I was lucky enough to find some manzanita wood at "Michaels" craft store today and was wondering is it necessary to sand off the bark or can it be used as is? I hate the thought of having to sand all those little branches by hand but I don't know anyone with a sandblaster. HELP!
Thanks


----------



## TAB (Feb 7, 2009)

Got a compressor?

http://search.harborfreight.com/cpi...e=1&resultsPerPage=50&resultsPerPageBottom=50

they are not great, but they would work well enough for small jobs.


----------



## brownietrout (Feb 5, 2009)

don't want to buy a sandblaster! Just need to know if i can use it as is, but thanks


----------



## Pinto (Mar 22, 2008)

i thought manzanita was smooth all around.
You just got to clean it and make to soak it.
(i think)


----------



## arowanaman (Jun 14, 2006)

I use it and I can go collect it myself where I live. and using it myself in all my tanks at the moment also. all I do is soak it in my backyard pond for one month this leaches out all the tannins. Then I get a tooth brush as brush off all the dead bark that is almost slime rinse off and coat with a bunch of phyton Git to make sure it is clean for the tank. If you cannot get Phyton Git I also use muriatic acid and soak it in it which kills any organisms and plant life. this way you can keep the smallest of branches undamaged.


----------



## brownietrout (Feb 5, 2009)

Wow arowanaman, that sounds like a lot of prep and living up here I sure don't have a pond to soak it in since they are all frozen! Would boiling it do the same? this wood has been dry for a long time and I dont think there would be anything living in it that would survive boiling and cause problems in my tank. I will try the boiling and see what happens, if it works I will let everyone know how it went.
Thanks for posting your experiance with it, I appreciate the information.


----------



## Valthenya (Feb 11, 2009)

some people say to boil it would be fine


----------



## cs_gardener (Apr 28, 2006)

I've collected wood locally although it was not manzanita.

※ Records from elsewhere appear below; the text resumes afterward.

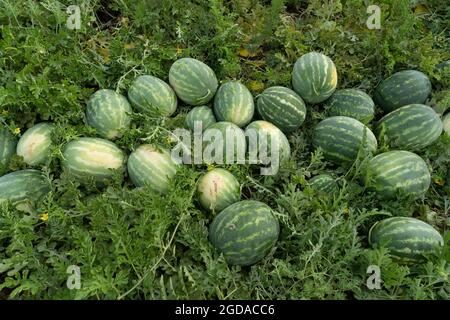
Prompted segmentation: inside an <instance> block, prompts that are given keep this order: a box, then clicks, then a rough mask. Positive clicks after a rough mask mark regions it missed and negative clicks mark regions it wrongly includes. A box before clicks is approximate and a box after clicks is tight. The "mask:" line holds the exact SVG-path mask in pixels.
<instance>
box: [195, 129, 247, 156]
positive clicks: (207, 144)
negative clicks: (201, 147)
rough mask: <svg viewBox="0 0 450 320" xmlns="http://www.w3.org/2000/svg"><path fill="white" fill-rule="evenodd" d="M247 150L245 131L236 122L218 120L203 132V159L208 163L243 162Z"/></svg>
mask: <svg viewBox="0 0 450 320" xmlns="http://www.w3.org/2000/svg"><path fill="white" fill-rule="evenodd" d="M228 149H229V150H228ZM227 150H228V151H227ZM245 152H246V140H245V133H244V131H243V130H242V129H241V128H239V127H238V126H237V125H235V124H234V123H231V122H226V121H220V122H216V123H214V124H213V125H211V126H210V127H209V128H208V129H206V130H205V131H204V132H203V156H204V159H203V161H204V162H205V163H207V164H211V163H216V164H224V163H227V164H232V163H241V164H242V163H245Z"/></svg>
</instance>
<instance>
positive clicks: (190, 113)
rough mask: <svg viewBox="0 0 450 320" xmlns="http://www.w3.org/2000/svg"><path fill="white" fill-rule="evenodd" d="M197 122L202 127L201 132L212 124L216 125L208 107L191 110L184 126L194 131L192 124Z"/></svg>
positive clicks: (213, 118)
mask: <svg viewBox="0 0 450 320" xmlns="http://www.w3.org/2000/svg"><path fill="white" fill-rule="evenodd" d="M196 121H198V122H199V123H201V125H202V130H205V129H206V128H208V127H210V126H211V125H212V124H214V123H216V118H215V117H214V112H213V111H212V109H211V108H210V107H208V106H199V107H195V108H193V109H192V110H191V111H189V113H188V114H187V115H186V126H187V127H188V128H189V129H190V130H191V131H194V124H195V122H196Z"/></svg>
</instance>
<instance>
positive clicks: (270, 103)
mask: <svg viewBox="0 0 450 320" xmlns="http://www.w3.org/2000/svg"><path fill="white" fill-rule="evenodd" d="M256 108H257V110H258V113H259V115H260V116H261V117H262V118H263V119H264V120H266V121H268V122H271V123H273V124H274V125H276V126H277V127H278V128H279V129H280V130H281V131H283V132H292V131H294V130H296V129H298V128H299V127H300V126H301V125H302V123H303V122H304V121H305V116H306V107H305V103H304V102H303V99H302V98H301V97H300V96H299V95H298V94H297V93H295V91H293V90H291V89H289V88H285V87H280V86H275V87H270V88H267V89H266V90H264V91H263V92H262V93H261V94H260V95H259V96H258V101H257V103H256Z"/></svg>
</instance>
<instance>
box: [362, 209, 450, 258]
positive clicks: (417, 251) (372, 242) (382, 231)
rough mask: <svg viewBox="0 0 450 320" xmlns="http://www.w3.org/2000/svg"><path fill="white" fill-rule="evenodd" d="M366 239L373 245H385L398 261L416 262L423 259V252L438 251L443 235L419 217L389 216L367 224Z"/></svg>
mask: <svg viewBox="0 0 450 320" xmlns="http://www.w3.org/2000/svg"><path fill="white" fill-rule="evenodd" d="M369 243H370V244H371V245H372V246H373V247H376V248H377V247H385V248H388V249H389V252H390V254H391V256H392V257H393V260H395V261H397V262H398V263H402V264H417V263H421V262H424V261H425V260H426V259H425V258H426V256H427V255H430V254H433V253H438V254H439V253H440V250H442V246H443V245H444V239H443V238H442V236H441V235H440V233H439V232H438V231H437V230H436V229H434V228H433V227H432V226H430V225H429V224H428V223H425V222H423V221H421V220H419V219H415V218H410V217H392V218H387V219H384V220H381V221H378V222H376V223H375V224H374V225H373V226H372V228H370V231H369Z"/></svg>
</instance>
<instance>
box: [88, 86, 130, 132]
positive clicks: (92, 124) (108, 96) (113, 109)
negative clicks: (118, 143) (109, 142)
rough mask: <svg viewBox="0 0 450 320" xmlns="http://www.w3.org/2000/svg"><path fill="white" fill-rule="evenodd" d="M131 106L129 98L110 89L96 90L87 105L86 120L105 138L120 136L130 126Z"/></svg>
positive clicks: (90, 125) (88, 123)
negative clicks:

I boiled it then soaked it until it sank (some of it took a couple months). Then I scrubbed it with a brush to remove any gunk on it if it felt slimy. If your wood ends up feeling clean when your done boiling/soaking it you should be fine.


----------



## FishandTurtleJunkie (Apr 14, 2007)

Wood that is cut down while alive with bright red or orange bark may cause problems for your tank. Let it dry out for a few weeks outdoors and then remove as much bark as possible with a wire brush and boiling. If you started with dead wood, it should be fine once boiled for a few hours.


----------



## brownietrout (Feb 5, 2009)

thanks!


----------



## Kozy (Feb 16, 2009)

I used some manzanita that was previously sand blasted and put them in three different tanks with varrying results. One tank basically looks like everything is moldy, one had a little then went away and the third had no problems at all. 
The main difference between the three is the amount of Carbon in the tanks. The first had zero, and when I put some in it started dissipating (this tank also has a lower pH). The second had a normal amount and the third I added extra.
So bumping the carbon may help aswell.


----------